25 February 2024

OpenAI’s ChatGPT: Now Talks and Sees, Setting New AI Standards

OpenAI, the artificial intelligence powerhouse located in San Francisco, has introduced a new version of its chatbot that can both talk and see. ChatGPT, the chatbot, can now engage with users through spoken words and reply to photos they post.

Enhanced OpenAI ChatGPT Features: Voice and Image Recognition

ChatGPT’s latest version, published on Monday, has two new features that make it more human-like than ever before. First, it can now converse with users using synthetic voices that, according to reports, sound more lifelike than previous digital assistants. Users can select between five distinct voices, including male and female voices. Second, it may now reply to user-uploaded photos. Users may, for example, upload a snapshot of the interior of their refrigerator, and ChatGPT will recommend meals based on the items they have.

ChatGPT is driven by a large language model, or LLM, which has learnt to produce natural language by examining billions of online phrases. With the inclusion of speech capability, ChatGPT may appear to be comparable to voice assistants such as Siri and Alexa. It is, however, distinct since it is driven by LLM technology and can thus handle a broad number of themes and jobs without being pre-programmed. On the fly, it can compose and (now) read emails, poems, term papers, and jokes.

According to OpenAI, these improvements have the goal to make ChatGPT more accessible and valuable to everyone. It also claims that the voices employed by ChatGPT are more believable than those used by popular digital assistants. The feature may be seen of as a more natural method of communicating with its chatbot, particularly for persons who are not comfortable typing or reading.

Users may begin using voice by going to Settings > New features on the mobile app and selecting the option to participate in voice discussions.

Meanwhile, the picture function is quite useful. Users can, for example, submit a photograph, chart, or diagram, and ChatGPT will offer a full explanation of the image as well as answers to inquiries regarding its contents.

While OpenAI displayed the picture tool in the spring, it claimed it delayed public distribution owing to concerns about assault. The corporation was concerned that the device may be used to swiftly identify persons in images, among other things.

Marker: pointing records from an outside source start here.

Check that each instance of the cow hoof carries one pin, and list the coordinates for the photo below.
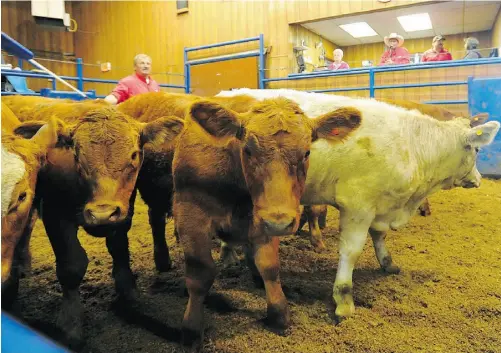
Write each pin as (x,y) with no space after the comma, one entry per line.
(191,340)
(278,317)
(344,311)
(230,259)
(163,264)
(319,247)
(130,296)
(392,269)
(258,281)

Over the following two weeks, the updated version of ChatGPT will be made accessible to everyone who subscribes to ChatGPT Plus, a $20-per-month subscription, and Enterprise. The voice capability, however, is only available on iPhones, iPads, and Android smartphones. The picture function is accessible via both online and mobile devices.

OpenAI’s Ongoing AI Advancements

In recent weeks, OpenAI has been rapidly releasing AI tools. It previously announced a new version of its DALL-E picture generator, which it has incorporated into ChatGPT, allowing users to ask the chatbot to produce photos for them.

Since its introduction in November of last year, ChatGPT has garnered hundreds of millions of users. It has also inspired numerous other firms, like Google Bard and Microsoft Bing, to develop similar services. OpenAI is gaining ground on its rivals in the field of conversational AI with the new version of ChatGPT, while simultaneously competing with older technologies such as Alexa and Siri.